Complex Interdependence
Keohane and Nye's theory of complex interdependence applied to today: why military power has limits, why multiple channels of connection matter, and why issue hierarchies collapse.
In 1977, Robert Keohane and Joseph Nye introduced the concept of "complex interdependence" as a challenge to classical realism in international relations. Their argument: the world is not simply one of states competing through military power. There are multiple channels of connection — governmental, intergovernmental, NGO, transnational corporations, individuals — and military force is neither the only tool nor always the most effective one.

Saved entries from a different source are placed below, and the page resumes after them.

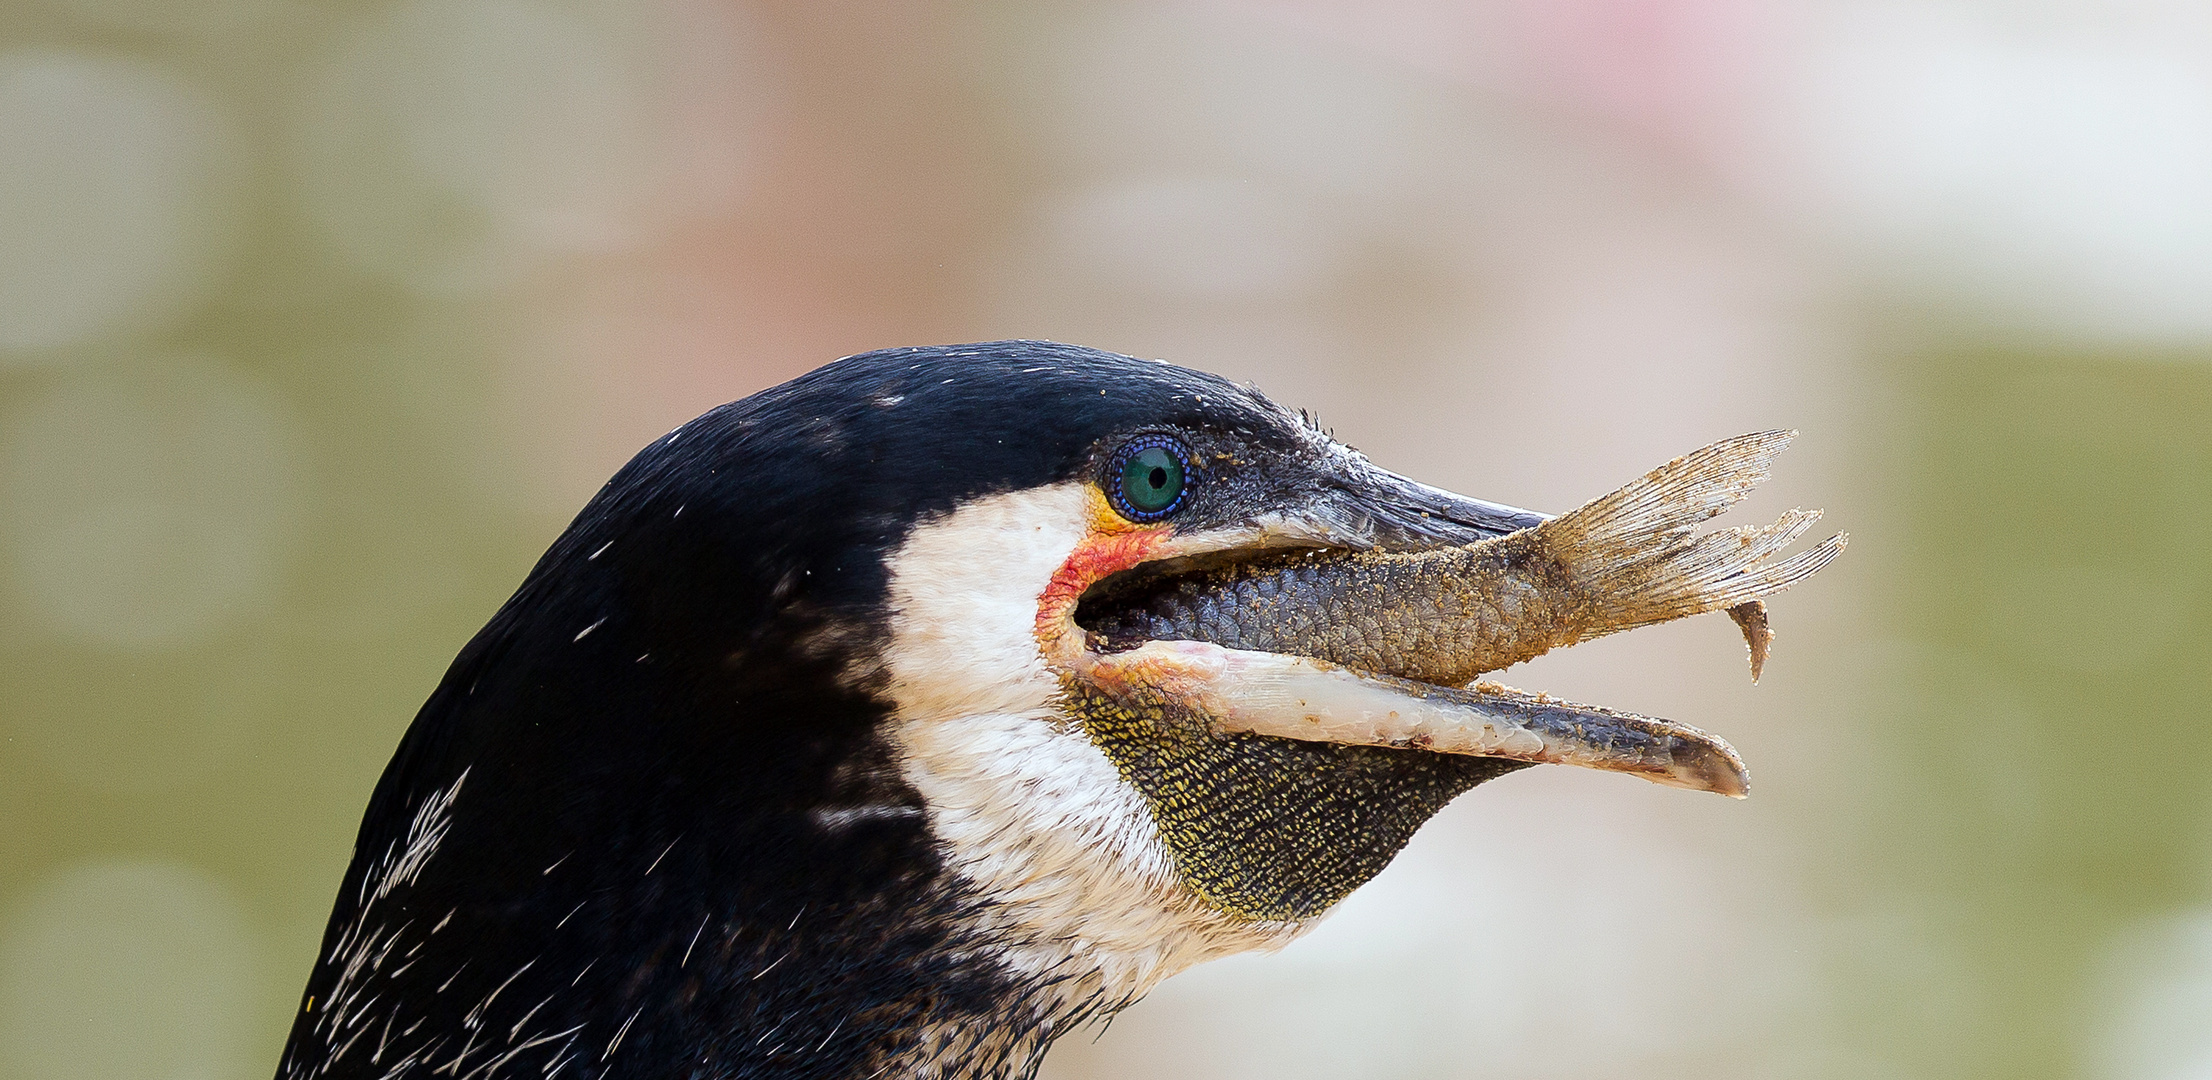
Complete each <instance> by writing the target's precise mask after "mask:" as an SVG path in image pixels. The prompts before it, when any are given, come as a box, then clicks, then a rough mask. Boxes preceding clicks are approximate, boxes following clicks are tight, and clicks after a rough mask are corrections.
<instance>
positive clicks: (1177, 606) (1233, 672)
mask: <svg viewBox="0 0 2212 1080" xmlns="http://www.w3.org/2000/svg"><path fill="white" fill-rule="evenodd" d="M1794 436H1796V432H1754V434H1745V436H1734V438H1723V440H1719V443H1712V445H1705V447H1701V449H1694V451H1690V454H1683V456H1679V458H1674V460H1670V463H1666V465H1661V467H1657V469H1652V471H1648V474H1644V476H1641V478H1637V480H1632V482H1628V485H1624V487H1619V489H1615V491H1610V494H1606V496H1599V498H1595V500H1590V502H1584V505H1582V507H1577V509H1573V511H1568V513H1559V516H1555V518H1548V520H1544V522H1540V525H1533V527H1528V529H1520V531H1513V533H1506V536H1495V538H1486V540H1478V542H1471V544H1460V547H1442V549H1429V551H1371V549H1369V551H1354V549H1310V551H1285V553H1279V555H1270V558H1261V560H1248V562H1237V564H1225V567H1212V569H1194V571H1183V573H1166V575H1152V578H1133V580H1128V582H1121V584H1119V586H1108V589H1102V591H1099V593H1097V595H1095V598H1086V602H1084V609H1079V611H1077V624H1079V626H1084V631H1086V633H1088V637H1091V644H1093V648H1095V653H1097V655H1099V657H1102V660H1099V662H1097V666H1095V671H1093V677H1095V679H1099V682H1102V684H1106V686H1124V688H1126V693H1130V695H1139V697H1141V695H1161V693H1166V695H1170V697H1172V699H1179V702H1186V704H1190V708H1192V710H1197V713H1201V715H1206V717H1210V721H1212V724H1214V726H1217V728H1219V730H1225V733H1254V735H1279V737H1294V739H1325V741H1338V744H1371V746H1418V748H1429V750H1442V752H1462V755H1484V757H1515V759H1526V761H1562V764H1588V766H1595V768H1610V770H1624V772H1641V775H1646V779H1655V781H1659V783H1672V786H1686V788H1701V790H1714V792H1721V795H1736V797H1741V795H1743V792H1745V790H1747V783H1750V781H1747V775H1745V770H1743V761H1741V759H1739V757H1736V755H1734V750H1732V748H1730V746H1728V744H1725V741H1721V739H1717V737H1712V735H1705V733H1701V730H1697V728H1690V726H1686V724H1674V721H1668V719H1657V717H1644V715H1635V713H1621V710H1610V708H1599V706H1584V704H1575V702H1559V699H1553V697H1548V695H1535V693H1526V690H1513V688H1509V686H1500V684H1495V682H1482V677H1484V675H1489V673H1495V671H1502V668H1509V666H1513V664H1520V662H1526V660H1533V657H1540V655H1544V653H1548V651H1553V648H1564V646H1573V644H1579V642H1588V640H1593V637H1604V635H1610V633H1621V631H1632V629H1639V626H1652V624H1661V622H1672V620H1683V617H1692V615H1703V613H1712V611H1725V613H1728V615H1730V617H1732V620H1734V622H1736V626H1739V629H1741V633H1743V640H1745V646H1747V651H1750V668H1752V679H1754V682H1756V679H1759V677H1761V673H1763V668H1765V662H1767V655H1770V648H1772V642H1774V633H1772V624H1770V615H1767V609H1765V598H1767V595H1774V593H1781V591H1785V589H1790V586H1794V584H1798V582H1803V580H1805V578H1812V575H1814V573H1818V571H1820V569H1823V567H1827V564H1829V562H1834V560H1836V555H1840V553H1843V551H1845V547H1847V542H1849V536H1847V533H1834V536H1829V538H1827V540H1823V542H1818V544H1814V547H1809V549H1805V551H1801V553H1796V555H1787V558H1781V555H1783V551H1785V549H1790V547H1792V544H1794V542H1796V540H1801V538H1803V536H1805V533H1807V531H1809V529H1812V527H1814V525H1816V522H1818V520H1820V511H1816V509H1790V511H1785V513H1783V516H1781V518H1776V520H1774V522H1772V525H1743V527H1730V529H1714V531H1703V533H1701V531H1699V527H1701V525H1703V522H1708V520H1710V518H1714V516H1719V513H1723V511H1725V509H1730V507H1732V505H1736V502H1739V500H1743V498H1745V496H1747V494H1750V491H1752V489H1756V487H1759V485H1761V482H1765V480H1767V476H1770V471H1772V463H1774V456H1776V454H1781V451H1783V449H1787V445H1790V440H1792V438H1794ZM1108 584H1113V582H1108Z"/></svg>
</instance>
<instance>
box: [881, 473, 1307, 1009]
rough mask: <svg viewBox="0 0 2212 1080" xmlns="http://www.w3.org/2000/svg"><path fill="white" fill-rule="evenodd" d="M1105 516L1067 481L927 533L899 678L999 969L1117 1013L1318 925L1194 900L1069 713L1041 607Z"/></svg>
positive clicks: (1114, 767)
mask: <svg viewBox="0 0 2212 1080" xmlns="http://www.w3.org/2000/svg"><path fill="white" fill-rule="evenodd" d="M1091 509H1093V494H1091V489H1088V485H1082V482H1064V485H1053V487H1040V489H1031V491H1011V494H1004V496H991V498H980V500H975V502H969V505H964V507H960V509H958V511H953V513H947V516H940V518H933V520H929V522H922V525H918V527H916V529H914V533H911V536H909V538H907V542H905V544H902V547H900V549H898V551H896V553H894V555H891V560H889V571H891V582H889V589H891V609H894V611H891V640H889V648H887V655H885V675H887V679H889V697H891V702H894V704H896V717H894V724H891V739H894V744H896V748H898V755H900V768H902V772H905V779H907V783H911V786H914V788H916V790H918V792H920V795H922V799H925V801H927V806H929V825H931V832H933V834H936V839H938V843H940V845H942V848H945V856H947V861H949V865H951V868H953V870H956V872H960V874H962V876H967V879H969V881H971V883H975V885H978V887H980V892H982V894H984V896H989V899H991V901H995V903H993V907H991V910H989V912H987V914H984V916H982V923H984V925H982V930H984V932H987V934H991V936H993V938H998V941H1000V960H1002V963H1006V965H1009V967H1013V969H1015V972H1024V974H1035V976H1053V978H1064V983H1062V985H1064V987H1066V994H1068V998H1071V1000H1082V998H1091V996H1097V998H1099V1000H1102V1003H1104V1005H1106V1007H1108V1009H1113V1007H1121V1005H1126V1003H1130V1000H1135V998H1139V996H1141V994H1144V991H1146V989H1150V987H1152V985H1155V983H1159V980H1161V978H1166V976H1170V974H1175V972H1181V969H1183V967H1190V965H1194V963H1201V960H1210V958H1214V956H1225V954H1232V952H1248V949H1274V947H1281V945H1285V943H1290V941H1292V938H1296V936H1298V934H1301V932H1305V930H1307V927H1310V925H1312V923H1314V921H1303V923H1252V921H1239V918H1230V916H1223V914H1219V912H1214V910H1210V907H1203V905H1201V903H1199V901H1197V899H1192V896H1190V894H1188V892H1186V890H1183V885H1181V881H1179V876H1177V874H1175V868H1172V863H1170V859H1168V852H1166V848H1164V845H1161V843H1159V834H1157V828H1155V825H1152V814H1150V808H1148V806H1146V801H1144V795H1139V792H1137V790H1135V788H1130V786H1128V783H1124V781H1121V775H1119V772H1117V770H1115V766H1113V761H1108V759H1106V755H1104V752H1102V750H1099V748H1097V746H1095V744H1093V741H1091V737H1088V735H1084V730H1082V728H1079V726H1075V724H1071V721H1068V719H1066V717H1064V715H1062V710H1060V706H1057V699H1060V693H1062V690H1060V675H1057V673H1055V671H1053V666H1051V664H1048V662H1046V657H1044V655H1042V648H1040V644H1037V604H1040V598H1042V593H1044V589H1046V584H1048V582H1051V580H1053V575H1055V573H1057V571H1060V569H1062V564H1066V562H1068V555H1071V553H1075V551H1077V547H1079V544H1082V542H1084V538H1086V536H1088V533H1091Z"/></svg>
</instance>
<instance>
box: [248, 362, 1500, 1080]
mask: <svg viewBox="0 0 2212 1080" xmlns="http://www.w3.org/2000/svg"><path fill="white" fill-rule="evenodd" d="M1137 432H1179V434H1181V438H1188V440H1192V449H1194V451H1197V458H1199V463H1201V469H1203V471H1206V476H1203V485H1194V487H1192V505H1190V507H1188V509H1183V511H1181V513H1183V522H1186V525H1188V527H1203V525H1221V522H1234V520H1245V518H1252V513H1256V511H1259V509H1270V507H1274V509H1296V511H1301V513H1305V516H1310V518H1314V520H1327V522H1336V525H1340V527H1343V529H1345V531H1347V536H1358V538H1363V540H1360V542H1378V544H1433V542H1453V540H1467V538H1475V536H1491V533H1498V531H1504V529H1511V527H1517V525H1526V522H1528V520H1533V518H1531V516H1515V511H1506V509H1502V507H1489V505H1482V502H1471V500H1458V498H1455V496H1447V494H1442V491H1433V489H1425V487H1418V485H1407V482H1400V480H1396V478H1391V476H1389V474H1383V471H1378V469H1369V467H1365V463H1363V460H1358V458H1356V456H1347V454H1340V451H1336V449H1332V447H1334V443H1329V440H1327V438H1323V436H1321V434H1318V432H1314V429H1312V427H1310V425H1307V423H1303V420H1301V418H1298V416H1294V414H1287V412H1283V409H1281V407H1276V405H1272V403H1267V401H1265V398H1261V396H1259V394H1256V392H1252V390H1245V387H1239V385H1232V383H1228V381H1221V378H1214V376H1206V374H1197V372H1188V370H1181V367H1172V365H1164V363H1150V361H1135V359H1126V356H1113V354H1104V352H1095V350H1079V347H1068V345H1053V343H991V345H964V347H931V350H889V352H876V354H865V356H852V359H845V361H838V363H834V365H827V367H823V370H818V372H812V374H807V376H801V378H796V381H792V383H785V385H781V387H774V390H768V392H761V394H754V396H750V398H745V401H739V403H732V405H723V407H719V409H714V412H708V414H706V416H701V418H697V420H692V423H688V425H684V427H681V429H677V432H672V434H668V436H664V438H661V440H657V443H653V445H650V447H646V449H644V451H641V454H637V458H635V460H630V463H628V465H626V467H624V469H622V471H619V474H617V476H615V478H613V480H611V482H608V485H606V487H604V489H602V491H599V494H597V498H593V500H591V505H588V507H584V511H582V513H580V516H577V518H575V522H573V525H571V527H568V531H566V533H564V536H562V538H560V540H557V542H555V544H553V547H551V551H546V555H544V558H542V560H540V562H538V567H535V569H533V571H531V573H529V578H526V580H524V584H522V586H520V591H518V593H515V595H513V598H511V600H509V602H507V604H504V606H502V609H500V611H498V615H493V620H491V622H489V624H487V626H484V629H482V633H478V635H476V640H473V642H469V646H467V648H465V651H462V653H460V657H458V660H456V662H453V666H451V668H449V673H447V677H445V679H442V684H440V686H438V688H436V693H434V695H431V697H429V702H427V704H425V706H422V710H420V715H418V717H416V721H414V726H411V728H409V730H407V737H405V741H403V744H400V748H398V752H396V755H394V759H392V764H389V768H387V770H385V775H383V779H380V781H378V786H376V792H374V797H372V801H369V808H367V812H365V819H363V825H361V837H358V843H356V852H354V863H352V868H349V870H347V874H345V881H343V887H341V892H338V903H336V907H334V912H332V921H330V932H327V936H325V941H323V952H321V956H319V958H316V965H314V974H312V978H310V983H307V989H305V996H303V1009H301V1014H299V1018H296V1025H294V1031H292V1040H290V1045H288V1049H285V1056H283V1062H281V1069H279V1078H281V1080H305V1078H319V1076H330V1078H392V1080H398V1078H429V1076H442V1078H451V1080H491V1078H498V1076H533V1078H546V1080H555V1078H568V1080H582V1078H599V1076H655V1078H670V1076H695V1078H752V1076H759V1078H799V1076H807V1078H843V1076H876V1073H883V1076H907V1073H914V1076H929V1073H931V1071H936V1073H942V1076H1006V1073H1022V1071H1029V1069H1033V1065H1035V1058H1037V1056H1040V1053H1042V1049H1044V1045H1048V1040H1051V1036H1057V1034H1060V1031H1064V1029H1066V1027H1068V1025H1073V1022H1077V1020H1082V1018H1084V1016H1086V1014H1088V1011H1093V1009H1108V1007H1115V1005H1119V1003H1117V1000H1106V998H1082V996H1077V998H1073V1000H1071V998H1068V996H1066V994H1055V991H1053V980H1055V976H1037V974H1035V972H1015V969H1009V967H1006V965H1002V963H995V960H993V954H991V947H993V943H991V938H989V936H991V932H989V927H987V923H989V918H980V914H987V912H989V910H991V905H993V903H995V899H993V896H991V894H987V892H982V890H978V887H975V885H973V883H971V881H967V879H962V876H960V874H958V872H951V870H949V861H947V854H949V852H947V848H945V843H940V841H938V839H936V837H933V834H931V825H929V808H927V806H925V799H922V797H920V795H918V792H916V790H914V788H911V786H909V783H907V781H905V779H902V772H900V761H898V750H896V746H894V744H891V741H889V739H887V735H885V721H887V717H889V715H891V708H894V704H891V702H889V697H887V690H885V682H883V679H885V677H883V673H880V666H878V664H876V662H874V657H876V655H880V653H883V651H885V648H889V644H891V642H889V635H891V622H889V620H891V611H889V602H887V582H889V571H887V562H885V560H887V555H889V553H891V551H896V549H898V547H900V544H902V540H905V538H907V536H909V533H911V531H914V529H916V527H918V522H929V520H938V518H942V516H947V513H949V511H953V509H956V507H962V505H969V502H973V500H978V498H987V496H993V494H1006V491H1024V489H1035V487H1042V485H1053V482H1068V480H1086V478H1091V476H1095V471H1097V469H1099V463H1102V456H1104V454H1108V451H1110V449H1113V447H1115V445H1117V440H1121V438H1128V436H1130V434H1137ZM1296 748H1298V752H1305V748H1314V750H1316V752H1325V755H1334V750H1336V748H1332V746H1323V744H1296ZM1363 752H1365V755H1369V757H1374V755H1385V757H1387V755H1400V752H1394V750H1363ZM1402 755H1418V752H1413V750H1407V752H1402ZM1418 757H1420V759H1427V764H1420V768H1418V770H1416V772H1420V779H1418V788H1420V790H1418V799H1420V806H1422V810H1420V812H1418V817H1413V819H1411V823H1418V819H1422V817H1427V812H1433V808H1436V806H1440V803H1442V799H1449V797H1451V795H1455V792H1458V790H1464V788H1467V786H1471V783H1475V781H1480V779H1484V777H1489V775H1495V772H1500V770H1502V764H1500V761H1489V759H1442V755H1418ZM1409 783H1411V781H1409ZM1380 786H1383V788H1389V783H1380ZM1261 817H1263V819H1265V814H1261ZM825 821H836V825H834V828H832V825H825ZM1411 823H1407V825H1405V828H1402V832H1409V830H1411ZM1398 843H1402V837H1400V839H1398ZM1389 850H1396V845H1391V848H1389ZM1387 856H1389V852H1383V854H1380V861H1387ZM1369 861H1374V859H1369ZM1380 861H1376V865H1371V868H1365V870H1363V874H1360V879H1365V874H1371V872H1374V870H1380ZM1354 883H1356V881H1354ZM1327 899H1329V901H1334V896H1327Z"/></svg>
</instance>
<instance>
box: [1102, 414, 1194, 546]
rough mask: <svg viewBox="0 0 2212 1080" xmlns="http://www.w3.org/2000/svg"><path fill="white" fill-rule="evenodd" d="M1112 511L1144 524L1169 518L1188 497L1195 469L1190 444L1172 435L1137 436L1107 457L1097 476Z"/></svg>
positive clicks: (1182, 505) (1189, 497)
mask: <svg viewBox="0 0 2212 1080" xmlns="http://www.w3.org/2000/svg"><path fill="white" fill-rule="evenodd" d="M1099 480H1102V482H1099V487H1104V489H1106V502H1110V505H1113V509H1115V513H1119V516H1124V518H1128V520H1133V522H1139V525H1146V522H1157V520H1166V518H1172V516H1175V511H1179V509H1183V502H1188V500H1190V487H1192V482H1194V480H1197V469H1194V467H1192V465H1190V447H1186V445H1183V440H1179V438H1175V436H1137V438H1130V440H1128V443H1121V447H1119V449H1115V451H1113V456H1110V458H1106V476H1102V478H1099Z"/></svg>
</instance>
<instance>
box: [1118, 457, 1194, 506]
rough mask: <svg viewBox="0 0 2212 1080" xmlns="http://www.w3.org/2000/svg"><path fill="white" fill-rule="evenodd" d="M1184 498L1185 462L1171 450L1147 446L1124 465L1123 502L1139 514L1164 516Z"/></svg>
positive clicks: (1121, 484) (1121, 478)
mask: <svg viewBox="0 0 2212 1080" xmlns="http://www.w3.org/2000/svg"><path fill="white" fill-rule="evenodd" d="M1179 498H1183V460H1181V458H1179V456H1177V454H1175V451H1172V449H1168V447H1144V449H1139V451H1135V454H1130V456H1128V458H1124V463H1121V500H1124V502H1126V505H1128V509H1133V511H1137V513H1161V511H1166V509H1170V507H1175V500H1179Z"/></svg>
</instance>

Three characteristics define complex interdependence:
1. Multiple channels. State-to-state relations are not the only ones that matter. Business, civil society, academic, and personal ties all create connections that affect international outcomes.
2. Absence of hierarchy among issues. In classical realism, military security is always the top priority. Under complex interdependence, economic, environmental, and social issues can become equally or more important. "High politics" and "low politics" blur.
3. Minor role of military force. Military force is still used, but among countries with dense interconnections, the costs and risks of using it rise dramatically.
Reading this as a college student, I thought it felt optimistic to the point of naivety. States obviously still use military force. Trade wars happen.
But what's striking, returning to it now, is how much of the world actually operates the way Keohane and Nye described. Supply chains, financial systems, climate negotiations, internet governance — these are domains where pure military power is largely irrelevant, where multiple actors have agency, and where hierarchical issue rankings keep collapsing.
Joseph Nye's most important subsequent contribution — "soft power" — is essentially complex interdependence with a practical punchline: if military force is expensive and unreliable, then the ability to attract rather than coerce becomes the decisive resource.
The framework has limits. It underestimated how quickly the US-China relationship could deteriorate, and how nationalism could override interdependence calculations. But as a description of how most international interactions actually work on most days, it holds up remarkably well.